Performance tuning the indexing tier
This article explores various tuning options for the indexing tier in the Splunk platform. Optimizing this tier is crucial for efficient data ingestion and overall system performance.
There are a number of settings you can tune on the indexing tier. This article shares tips for ensuring optimal performance in each of the following areas:
- Queue size tuning
- Asynchronous load balancing
- Parallel ingestion pipelines
- Maximizing indexer disk performance
- OS and Splunk platform version
- Indexer cluster size
- Disabling the KV Store
- Disabling unnecessary services
- Cluster manager — server.conf tuning
- Indexer settings — limits.conf and server.conf
- Indexer settings — indexes.conf
- SmartStore issues
- Linux-specific options
- Data parsing
- Avoiding hot buckets on a single indexer
To determine how many indexers might be required, refer to the Splunk Validated Architectures Topology selection guidance. You might also want to read the Lantern article Planning for infrastructure and resource scalability.

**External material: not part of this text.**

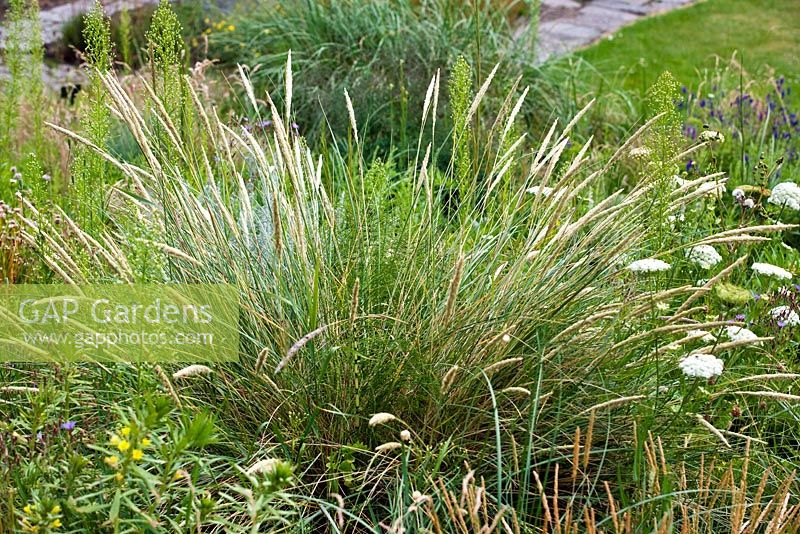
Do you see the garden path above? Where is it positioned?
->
[536,0,694,62]
[0,0,694,89]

This article is one of three that explore performance improvements for the indexing tier, forwarding tier, and search head tier. Check out the other articles to gain insights into optimizing each tier.
Queue size tuning
You can tune inputs.conf (queueSize
) for the data receiving queue, and server.conf settings for most other in-memory queues. Larger values than those shown in examples can be used if that suits your needs, although opting for lower values might encourage upstream forwarders to shift toward less congested indexers when queues begin to fill.
Using very large queues can mask issues and result in longer ingestion times overall.
server.conf settings
[queue] maxSize = 4MB #default 1MB [queue=aggQueue] maxSize = 10MB # default 6MB [queue=parsingQueue] maxSize = 10MB # default not set (500KB?) [queue=indexQueue] maxSize = 20MB
In terms of monitoring the queues you can use the monitoring console in the Splunk platform, or the dashboard “indexer_max_data_queue_sizes_by_name” in Alerts for Splunk Admins.

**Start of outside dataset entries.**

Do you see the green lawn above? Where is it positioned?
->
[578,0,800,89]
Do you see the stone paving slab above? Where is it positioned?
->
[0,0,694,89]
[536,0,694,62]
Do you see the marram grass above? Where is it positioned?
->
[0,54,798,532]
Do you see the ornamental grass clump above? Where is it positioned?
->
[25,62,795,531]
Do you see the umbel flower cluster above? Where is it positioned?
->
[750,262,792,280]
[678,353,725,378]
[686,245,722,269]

If you are using a Splunk platform instance of version 9.4.0 or newer you might wish to use the auto queue sizing option in server.conf:
[queue] autoAdjustQueue = true
The community post How to improve indexing thruput if replication queue is full? also mentions adjusting the indexes.conf file to have maxMemMB=100
under the [default]
stanza.
Asynchronous load balancing
Asynchronous load balancing can dramatically improve performance on the indexing tier when data is evenly balanced among indexer peers, in terms of ingestion performance and replication queues, which can be used as a proxy measure for ingestion health. This improved distribution of data can also enhance search performance.
You can find more information on asynchronous load balancing in Performance tuning the forwarding tier.

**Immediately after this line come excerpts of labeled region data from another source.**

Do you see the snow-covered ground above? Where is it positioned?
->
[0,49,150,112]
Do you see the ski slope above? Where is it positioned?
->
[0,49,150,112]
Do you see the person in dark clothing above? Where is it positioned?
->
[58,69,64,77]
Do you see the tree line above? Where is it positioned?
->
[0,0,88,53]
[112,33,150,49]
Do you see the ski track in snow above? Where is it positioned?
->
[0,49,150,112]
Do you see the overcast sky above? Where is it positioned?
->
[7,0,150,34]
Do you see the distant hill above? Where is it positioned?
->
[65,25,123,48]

Parallel ingestion pipelines
parallelIngestionPipelines
are documented on the indexing tier in terms of index parallelization. Limits exist around how many pipelines can be used on the indexing tier, and testing has shown that migrating to Kubernetes can also improve performance beyond what parallelIngestionPipelines can achieve. See the article Understanding how to use the Splunk Operator for Kubernetes for more information.
The Splunk Docs guidance Manage pipeline sets for index parallelization provides further detail on how parallel ingestion pipelines work. Each pipeline has a unique set of hot buckets, affecting per-pipeline tuning settings such as queue sizes.
Although the Splunk Operator for Kubernetes can optimize hardware utilization, be aware that Kubernetes is a complex technology and the decision to move into that space should involve careful consideration.
If you are running version 9.4.0 or newer, there is an option to automatically adjust the ingestion pipelines using server.conf with the parameter pipelineSetAutoScale
.
Maximizing indexer disk performance
In server.conf, maintaining free space is crucial for performance reasons. The minFreeSpace
setting allows a percentage to be used, and combining it with the eviction_padding
setting can prevent temporary pauses in searching during SmartStore bucket evictions.
server.conf example
[diskUsage] minFreeSpace = 5% [cachemanager] eviction_padding = 2180170
Benchmarking has shown ext4 might have lower latency for production workloads than XFS. Conducting your own testing is advised. The article Benchmarking filesystem performance on Linux-based indexers provides insights into this comparison. In this article and others, 20% free space was the cutoff point where latency started to degrade as the disk filled further. For newer hardware we purchased in 2025 we found that 10% free space caused no degradation in performance, so this should be tested on your own hardware.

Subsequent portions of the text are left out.